I am having trouble understanding what the rules are for adding a lookahead to a core production during the construction of the DFA. To illustrate my confusion, I will be using an online parser generator that exposes all the internal calculations; this_tool. (<- open in a new tab)
(The formating is: NONTERMINAL -> RULE, LOOKAHEADS
, where the lookaheads are forward slash sperated)
Using this grammar as an example:
S -> E
E -> ( E )
E -> N O E
E -> N
N -> 1
N -> 2
N -> 3
O -> +
O -> -
Copy and pasting the above grammar into the lalr parser generator will produce a dfa with 12 states (click the >>
). My question is finally, why are the goto(0, N)

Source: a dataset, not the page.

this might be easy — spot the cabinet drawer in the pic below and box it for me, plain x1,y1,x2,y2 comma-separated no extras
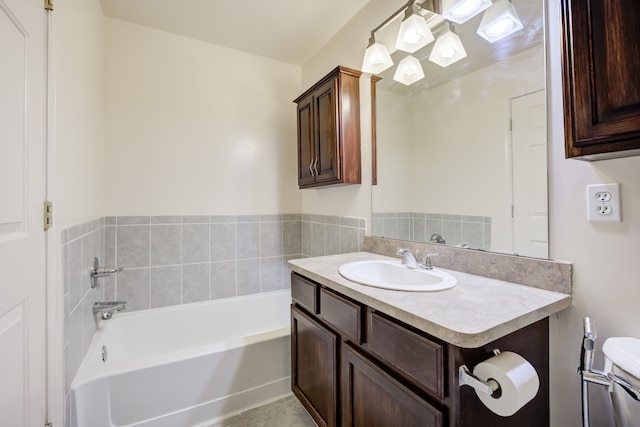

kernel productions ( {[E -> N.O E, $/)]; [E -> N., $/)]}
) initiated with the )
terminal? Where does the )
come from? I would expect the goto(0, N)
to be {[E -> N.O E, $]; [E -> N., $]}
. Equally the kernel production in the goto(0, ( )
has an 'extra' )
.
As the dfa is being constructed, equal cores are merged (the core is the set of productions that introduce a new state by performing closure on that set). State 2 has production [E -> .N, )];
, which when merged with [E -> N., $]
produces the correct output, but there's no way for state 0 to have known about lookahead of )
Thanks in advance, sorry if this was a confusing and specific question and about using an external website to demonstrate my issue.✌️
The solution is to propagate any newly found lookaheads then 'goto' the states where those lookaheads are cores of.
The method is described in chapter 4 section 7.5 of the Dragon Book 2nd ed. (here: https://github.com/muthukumarse/books/blob/master/Dragon%20Book%20Compilers%20Principle%20Techniques%20and%20Tools%202nd%20Edtion.pdf)